I Gave My Life for Thee

Words by Frances R. Havergal Music by P. P. Bliss

"I gave My life for thee,
My precious blood I shed.”

Fifteen years after this hymn was written Miss Havergal said about it: ”Yes, ' I gave My life for thee,' is mine, and perhaps it will interest you to hear how nearly it went into the fire instead of nearly all over the world. It was, I think, the very first thing I wrote which could be called a hymn—written when I was a young girl, in 1859. I did not half realize what I was writing about. I was following very far off, always doubting and fearing. I think I had come to Jesus with a trembling faith, but it was a coming ' in the press ' and behind, never seeing his face or feeling sure that he loved me. I scribbled these words in a few minutes on the back of a circular, and then read them over and thought, ' Well, this is not poetry, anyhow; I won't trouble to write this out.' I reached out my hand to put it in the fire, when a sudden impulse made me draw it back, and I put it, crumpled and singed, in my pocket. Soon after I went to see a dear old woman in the almshouse.

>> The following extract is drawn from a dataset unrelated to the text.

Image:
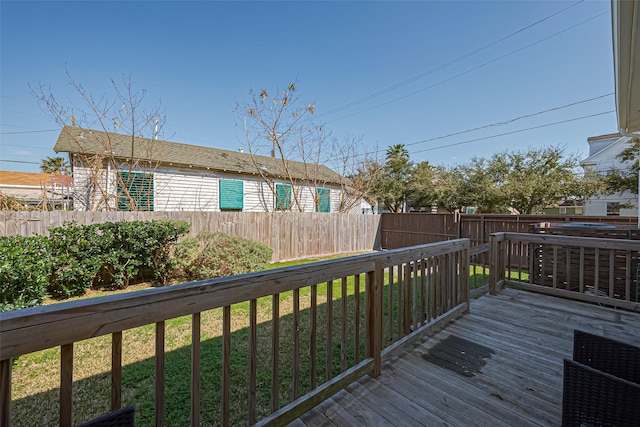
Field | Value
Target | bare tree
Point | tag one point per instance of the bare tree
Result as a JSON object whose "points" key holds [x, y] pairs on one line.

She began talking to me, as she always did, about her dear Saviour, and I thought I would see if she, a simple old woman, would care for these verses, which I felt sure nobody else would even care to read. I read them to her, and she was so delighted with them that I copied them out and kept them. And now the Master has sent them out in all directions, and I have heard of their being a real blessing to many."

Miss Havergal showed the hymn some time afterward to her father, and he wrote a melody especially for it. But it is the tune which Mr. Bliss composed for it that became popular in America.